The roots of Indian racism

Politicians who are unwilling to concede that Indians can be racist usually also refuse to accept that there is caste prejudice in India

Updated - April 16, 2017 01:15 am IST

Scales of justice equaling races without prejudice or racism. Clipping path included.

Scales of justice equaling races without prejudice or racism. Clipping path included.

There are Indian politicians who believe that there is no racism in India. Nothing that happens — most recently, the attacks on Nigerian students in what is basically a suburb of Delhi — can convince them otherwise. Of course, many of us who have African, black British, or African-American friends and acquaintances cannot understand this blindness on the part of such politicians.

Speaking personally, I know that I absolutely dread it when my black European friends or acquaintances announce that they plan to travel in India, particularly north and central India. I cringe at the thought of the experiences they might return with and what impression of my country, which also has so many things and people to admire, will remain with them. Because I know from having travelled with black Europeans and spoken to Africans in India, and from overhearing some of my fellow Indians, that we Indians can have more prejudices about Africans than most white Europeans today.

But there is another group of friends and acquaintances from Europe whose excursions to India, particularly north and central India, I dread almost as much.
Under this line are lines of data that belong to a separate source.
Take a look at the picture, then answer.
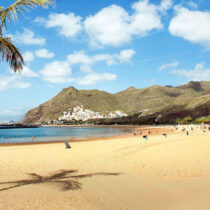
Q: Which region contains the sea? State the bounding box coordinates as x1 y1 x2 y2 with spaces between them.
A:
0 126 126 144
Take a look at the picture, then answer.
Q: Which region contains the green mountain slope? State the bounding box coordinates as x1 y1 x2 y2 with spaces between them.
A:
23 81 210 124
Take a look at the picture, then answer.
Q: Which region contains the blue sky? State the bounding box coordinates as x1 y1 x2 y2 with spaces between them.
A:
0 0 210 121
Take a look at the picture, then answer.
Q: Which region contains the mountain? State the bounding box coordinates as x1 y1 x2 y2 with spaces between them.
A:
23 81 210 124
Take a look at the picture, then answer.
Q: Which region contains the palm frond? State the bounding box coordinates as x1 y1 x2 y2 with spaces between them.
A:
0 36 24 72
0 0 52 28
These are white, especially light-haired or blonde, women. Once again, I have travelled with them in India, and have experienced how some Indians behave and what they say (snide or public comments), which luckily my female companions, not knowing Hindi, stayed blissfully ignorant of.

Remnants of the past

Some of this has to do with colonial discourses which have seeped into India: for instance, the 19th century racist European association of Africa with cannibalism. After all, the mobs that attacked Nigerian students in Noida recently were ‘convinced’ that the Africans had ‘cannibalised’ an Indian student, who reportedly died of drug overdose.

Similarly, the groping and verbal sexism that many blonde women tourists encounter is partly the result of bad Hollywood films and similar trash, through which ordinary urban Indians encounter the ‘West’. Knowing porn and not Plato, triteness and not Twain, their reactions to Western women are essentially sexist and racist. This is exacerbated by the tendency in many conservative circles, so surprising given our proclaimed spirituality, to consider the material covering a woman’s body to be an indication of her soul and morality!
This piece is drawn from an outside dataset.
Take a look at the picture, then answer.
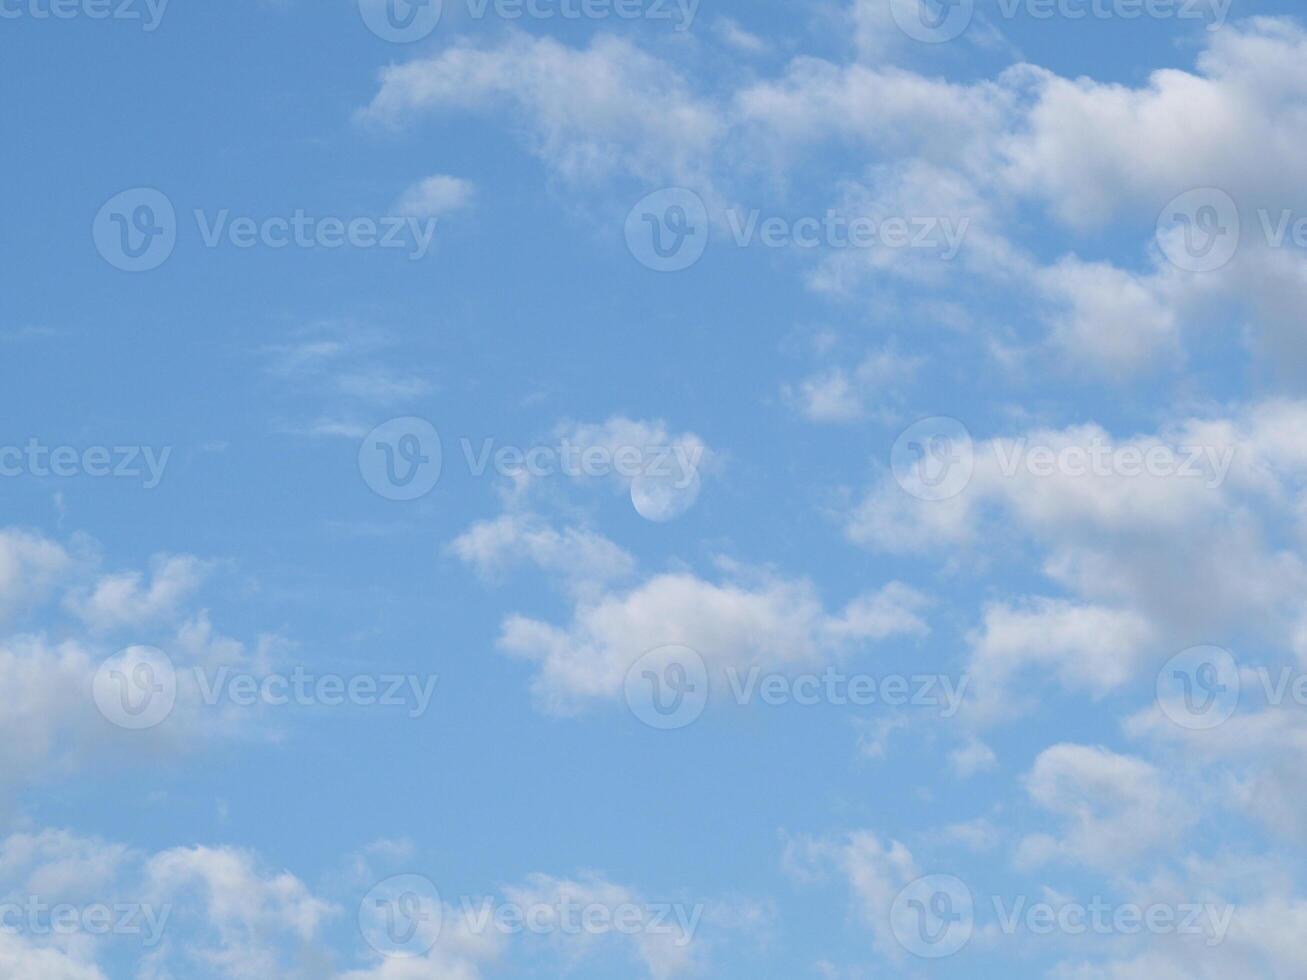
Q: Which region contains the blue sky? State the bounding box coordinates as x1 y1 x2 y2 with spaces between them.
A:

However, it does not do to put all the blame on our colonial inheritance or its neocolonial cultural ramifications. The main reason why such prejudices predominate in Indian caste circles has to do with internal reasons. As a nation, we are yet to face up to the racism and sexism that runs through many caste narratives. Before the British brought us stories of ‘African’ cannibalism, we had our own stories of cannibalism — associated, from classical texts down to some current Chitra comics, with dark-skinned, non-‘Aryan’-looking creatures. Similarly, the way we have often treated aboriginal women in India — partly because their dress codes and social mores differ from mainstream Hindustani (Hindu, as well as Muslim) ones — is simply shocking.

With some lower middle and middle castes riding the government’s ‘backward castes’ bandwagon for economic and other reasons, we tend to forget that the worst of internal prejudice in India has been traditionally aimed at ‘dark’ Dalits and dark-skinned aborigines (‘tribals’, not as much at castes like the largely ‘fair-skinned’ Yadavs or Ansaris). This has not changed substantially even today.

Different shades of racism

However, racism, unlike what some politicians believe, is not always a matter of colour; it is any kind of discrimination based on the false association of superficial physical differences — skin colour, shape of lips, hair, etc — with moral and intellectual qualities. However, it is also true that skin colour became its dominant index from the 18th century onwards, mostly because many Europeans wished to ‘justify’ the brutal enslavement of Africans.

Despite this link between skin colour and racism, one can argue that other kinds of racism have also existed. A major Irish novelist recently referred to the Irish as “the niggers of Britain”. What he meant was that in the 17th century, tens of thousands of Irish prisoners were sold to English settlers in the new world as slaves. As late as the early 20th century, with skin colour taking over, some English scholars were arguing that the Irish were related to “negroes” and not to the English — despite both the English and the Irish seeming indubitably ‘white’ to us.

There is an argument that the English worked out their initial theories of racism on the Irish before, in tandem with other Europeans, applying them on dark-skinned people, like many Africans. If so, one can argue that we Indians have worked out — and continue to work out — our racism and racism-tinged sexism on our aborigines and Dalits. It is not surprising that politicians who are unwilling to concede that Indians can be racist usually also refuse to accept that there is caste prejudice in India.